Na sequência da permanência dentro da Catedral, visita-se o Sepulcro de Santiago, mas para isso é preciso descer até a parte inferior do altar principal, onde está a cripta, cujas paredes faziam parte da antiga tumba do santo. Lá estará a urna com os restos mortais de Santiago. 

Assistir à Missa do Peregrino, celebrada diariamente ao meio-dia, é outra “obrigação” de quem completa o Caminho de Compostela. Durante a celebração, é lida a lista dos romeiros que chegaram até ali nas últimas 24 horas.

A atual Catedral de Santiago foi construída a partir de 1078, consagrada em 1128 e concluída em 1211, quando teve sua fachada principal, considerada uma obra prima da arquitetura galega, construída em estilo barroco.

Cansaço

Ontem, ao chegar em Palas de Rei para dormir, o grupo continuava vivendo a rotina das últimas horas, dividida entre o cansaço, reflexões, emoções e risos. Tudo isso temperado com “a ansiedade pela chegada, que agora está mais perto”.

E enquanto os viajantes se preparam para mais uma noite no caminho para Compostela, no distrito de Braz Cubas, em Mogi das Cruzes, a família de padre Alessandro Campos vive momentos de semelhante expectativa e tensão:

“Ainda bem que eles já estão quase chegando”, afirma a irmã Daiane, mãe de pequena Rebeca, a sobrinha que levou o religioso a se enveredar pelo Caminho de Santiago, pagando uma promessa feita pela saúde dela, então com menos de 1 ano. 

A pequena Rebeca hoje está com 2 anos e 10 meses e já frequenta a pré-escola. E também entende quando a avó, Fátima, e os pais, Daiane e Alan, conversam, de vez em quando com o tio Alessandro, que ela não vê há muito tempo e só fala com ele ao telefone. “Os dois sempre foram muito grudados”, conta a família.

“Estamos todos ansiosos, aguardando notícias”, diz Daiane. Durante toda a viagem, padre Alessandro ligava para a família a cada dois dias, quando as condições permitiam. Ao longo do caminho, nem sempre há sinal de telefone ou internet disponível.

Daiane conta que seu irmão sempre reclamou muito do cansaço e do frio.

E, por fim, confirma uma notícia que chegou aos ouvidos do repórter por terceiros.

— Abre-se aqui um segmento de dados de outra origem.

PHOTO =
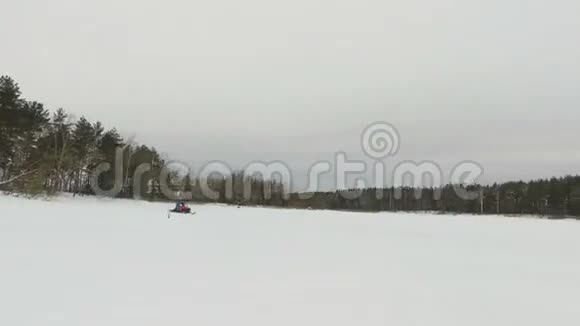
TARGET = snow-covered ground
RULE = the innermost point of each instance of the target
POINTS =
(88, 262)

Por muito pouco, Daiane, Alan e a pequena Rebeca não deixaram Mogi das Cruzes diretamente para Santiago de Compostela para se encontrar com padre Alessandro, ao final da peregrinação. “Seria um final digno de um filme”, comenta um amigo da família.

O encontro só não foi possível porque o convite do religioso veio muito em cima da hora. Há cerca de uma semana, padre Alessandro fez a proposta para a irmã que, é claro, topou imediatamente. Ela só não contava com a burocracia exigida para quem precisa fazer uma viagem de última hora e ainda não dispunha, por exemplo, de passaporte. Bem que ela e o marido tentaram, mas não foi possível obter a documentação.

“Não deu tempo”, lamenta Daiane, que agora espera pela volta do irmão famoso. “A nossa expectativa é enorme para tê-lo conosco novamente”, garante ela, cheia de saudades.